If you’re in America and not employed, you aren’t trying hard enough to find a job. Pound the pavement and make phone calls.


----------



## icdubois (Nov 16, 2013)

I would first suggest the union if that's a possibility. If not then I would go pound the pavement and ask to talk to the owner/shop manager at local shops. Dress ready for work. You never know, you walk in and they just had some guy quit, they need someone right now. Winter is normally a slow time for most shops, but don't let that stop ya.


----------



## telsa (May 22, 2015)

SMoDFly said:


> So far I have looked online for electrician apprenticeships and contacted employment agencies, with no luck yet. Every employment agency informed me that they do not find prospective apprentices for electricians, and almost every job listing online are for experienced apprentices. Most ask for 3rd and 4th year apprentices, others simply require an apprenticeship card. To get an apprentice card in the state of New Hampshire, an employer is required.
> 
> Since I haven't gotten anywhere yet, I am now prepared to contact employers directly. Any advice for contacting them? Is phone or in person preferred?
> 
> Does the winter season affect whether they are taking on new apprentices? This is important to me because I may take a class this winter to broaden my skills.


Important fact of life: this is the season for LAY OFFS.

Contractors look to hire when the weather turns good... especially apprentices.

So, March-April 2018 is when contractors will start looking to hire apprentices.

That's when the tempo of business is strong enough for firms to hire new talent.


----------



## PokeySmokey (Nov 14, 2017)

All the above replies are very good.

Most Trades do not use Hiring Companies (Head Hunters) to find qualified. The exception to this is the Union: The appropriate Union often supply staff to the Trades. (IBEW supplies Electricians and Electrical Apprentices to Union Contractors).

The advantage of going with a union such as the IBEW is your Apprenticeship is transferrable to other IBEW approved Electrical Companies. When a job finishes at one site and you have to go to another site which is serviced by a different company your apprenticeship does not end and start over since your apprenticeship is usually through the IBEW rather than a specific company

Here is a start (Online Free Yellow Pages):

https://www.superpages.com/listings.jsp?CS=L&MCBP=true&search=Find+It&STYPE=S&SCS=&C=Electric%20Contractors%20New%20Hampshire

You can try to visit the closest Electrical Contractors but small shops often do not have someone in the shop through the day.

Visit and/or call the local IBEW in your area.

Call the Electric Contractors closest to you where no one was available when you visited and expand out in concentric circles.

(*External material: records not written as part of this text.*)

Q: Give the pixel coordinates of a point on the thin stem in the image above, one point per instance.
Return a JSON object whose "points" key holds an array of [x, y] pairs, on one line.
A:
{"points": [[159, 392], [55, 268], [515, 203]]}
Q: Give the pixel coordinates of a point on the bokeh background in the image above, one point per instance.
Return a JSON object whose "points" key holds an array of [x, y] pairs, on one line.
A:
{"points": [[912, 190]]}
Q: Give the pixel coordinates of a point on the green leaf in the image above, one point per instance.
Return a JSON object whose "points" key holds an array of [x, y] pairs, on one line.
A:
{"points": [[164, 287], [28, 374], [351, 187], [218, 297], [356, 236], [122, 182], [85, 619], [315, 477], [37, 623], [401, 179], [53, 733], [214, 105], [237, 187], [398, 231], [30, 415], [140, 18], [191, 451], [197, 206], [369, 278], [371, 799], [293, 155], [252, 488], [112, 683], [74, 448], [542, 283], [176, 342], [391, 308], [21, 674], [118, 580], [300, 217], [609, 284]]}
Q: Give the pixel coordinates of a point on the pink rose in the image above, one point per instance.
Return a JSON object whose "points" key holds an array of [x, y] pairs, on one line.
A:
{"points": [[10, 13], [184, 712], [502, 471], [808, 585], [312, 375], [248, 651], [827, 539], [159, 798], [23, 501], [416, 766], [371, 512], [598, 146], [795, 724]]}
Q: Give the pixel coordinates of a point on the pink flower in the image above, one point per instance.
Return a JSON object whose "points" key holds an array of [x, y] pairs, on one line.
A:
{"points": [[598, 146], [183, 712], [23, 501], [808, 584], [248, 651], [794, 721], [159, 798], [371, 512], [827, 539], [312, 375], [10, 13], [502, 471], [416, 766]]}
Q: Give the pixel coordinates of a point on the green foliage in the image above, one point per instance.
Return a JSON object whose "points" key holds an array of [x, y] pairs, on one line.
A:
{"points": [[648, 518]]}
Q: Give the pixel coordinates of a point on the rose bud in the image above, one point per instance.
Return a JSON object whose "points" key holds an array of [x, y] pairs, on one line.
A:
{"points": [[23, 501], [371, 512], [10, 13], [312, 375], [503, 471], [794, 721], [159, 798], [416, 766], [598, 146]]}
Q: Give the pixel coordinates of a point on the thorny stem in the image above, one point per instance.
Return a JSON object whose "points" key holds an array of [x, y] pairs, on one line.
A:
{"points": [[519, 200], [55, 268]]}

Try to set up an interview.

Remember to be prepared to disclose any experience and formal training and other education.

Also, ask them questions.

You may want to prepare a resume NOT more than 1 1/2 to 2 pages long. Be precise! Most companies trash long resumes without reading the first page.

Good Luck


----------



## kg7879 (Feb 3, 2014)

Just prepare for the contractor mind games if you pound the payment.


----------